The mention of the words reverse brick veneer or RBV are usually met with confusion as there is a perception with brick on the inside then plasterboard is exposed externally. To clarify, reverse brick veneer has brick on the internal wall and the external wall is clad in a material such as the fibre cement, timber or even metal sheeting.
Brick is used internally as it has high thermal mass meaning it absorbs and stores heat. Part of a good passive design strategy is having thermal mass located inside a house coupled with appropriate north facing windows. This combination can work to regulate internal house temperatures making the internal environment a comfortable temperature all year round thereby reducing the need to rely on mechanical means for heating and cooling.
It’s important the thermal mass is balanced with adequate glazing and shading. In winter the sun needs to enter so the mass can heat up, store the heat and re-radiate when the temperature drops outside. In summer the glazing needs to be adequately shaded to stop the mass from heating up and maintaining stable interior temperatures.

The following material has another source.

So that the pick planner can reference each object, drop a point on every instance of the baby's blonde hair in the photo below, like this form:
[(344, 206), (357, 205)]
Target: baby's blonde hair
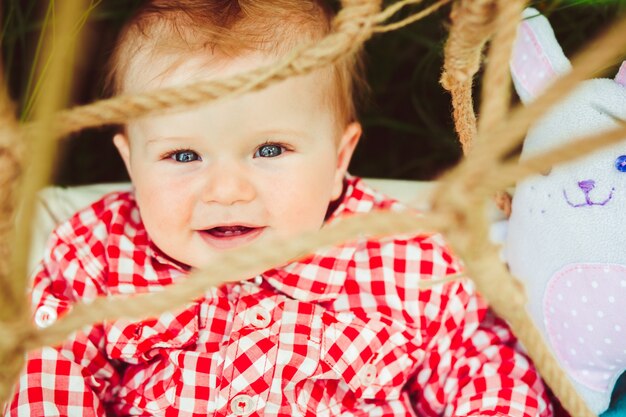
[(231, 28)]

If brick is not to your liking, you can choose from other materials for mass such as blocks, mud brick, rammed earth or even concrete. The key to fully maximising the benefits of reverse brick veneer include insulating the mass so the thermal benefit is not wasted. Good practice with reverse brick veneer includes leaving a small gap between the internal brick and external insulated skin.
Unlike traditional brick veneer where having brick on the outside means a lot of wasted thermal mass, with reverse brick veneer you can have both a comfortable temperature all year round whilst taking advantage of a material that you can have fun with and is not limited to a paint colour.